Succede. Incroci per caso una serie, riconosci il protagonista, guardi la prima puntata, dopo aver visto una serie di novità che valgono poco, invece questa funziona. Guardi il secondo e funziona ancora. Pensi ora ci faccio un post, ma aspetti il terzo e allora devi scrivere. Perché il protagonista è Kiefer Sutherland, il protagonista assoluto di 24, una serie rivoluzionaria, oltre che bella, però stavolta non è in guerra col mondo, stavolta diventa il presidente degli Stati Uniti d’America. E lo diventa per caso.

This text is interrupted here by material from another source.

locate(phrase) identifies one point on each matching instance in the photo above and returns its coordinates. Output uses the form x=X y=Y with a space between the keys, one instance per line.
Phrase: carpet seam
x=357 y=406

Se avete visto il trailer qui sopra avrete capito la regola del “Sopravvissuto Designato”, in caso di attacco massiccio verso le istituzioni americane e relativa morte di tutti i membri del gabinetto presidenziale, il “designato” diventa il nuovo presidente. Ora Kiefer Sutherland era il designato e nel gabinetto era solo l’uomo che si occupava di edilizia e con un probabile licenziamento in arrivo. La strage arriva, non si sa bene da parte di chi, e Tom diventa presidente con molti problemi. Tom non è Jack Bauer, il personaggio simbolo di 24, che di problemi ne aveva parecchi, ma stavolta c’è una certa autocritica in questa produzione ABC. Nella foto potete vedere il cast completo. Alla sinistra di Sutherland c’è Natasha McElhone, attrice inglese, star internazionale, tanti film di qualità, soprattutto Californication in tv con David Duchovny, dall’altra parte Italia Ricci, che interpreta la consgliera particolare del presidente, lavora con Kirkman da molti anni. Accanto a lei Kal Penn, che alcuni potrebbero ricordare come attore in alcuni film sui college americani, ma che qui è uno degli spin doctor presidenziali, poi Maggie Q, agente dell’FBI, che indaga sulla strage al campidoglio e che si sta convincendo che esista una pista interna e che le prove siano state manipolate e in fondo il capo di gabinetto, un vero politico che sa destreggiarsi. Alla destra del presidente, dopo la first lady, Garrett La Monica, capo della sicurezza, e poi Leo, il primogenito. Membro mancante è il membro del congresso Virginia Madsen, che sembra aiutare, per ora, Kirkman, ma alla fine si scopre avere delle mire presidenziali.
La serie è partita bene, anche se ha lasciato un po’ di spettatori per strada, ma meno di quelli che si potesse immaginare – almeno per quanto mi riguarda. Kirkman è infatti non titubante, ma è uno che prima di dichiarare guerra a qualcuno vuole essere sicuro che sia il nemico giusto. Non usciamo da quella che viene chiamata ideologia americana, ma la lezione sulle false giustificazioni per la guerra in Iraq forse sono acquisite. I nemici interni ci sono, come un generale, il che fa vedere l’influenza del complesso militare-industriale sulla vita politica di Washington. La serie anche se muove delle critiche mostra rispetto verso il sistema americano, quello non si discute e non colpisce che sia stata mandata in onda proprio in periodo elettorale.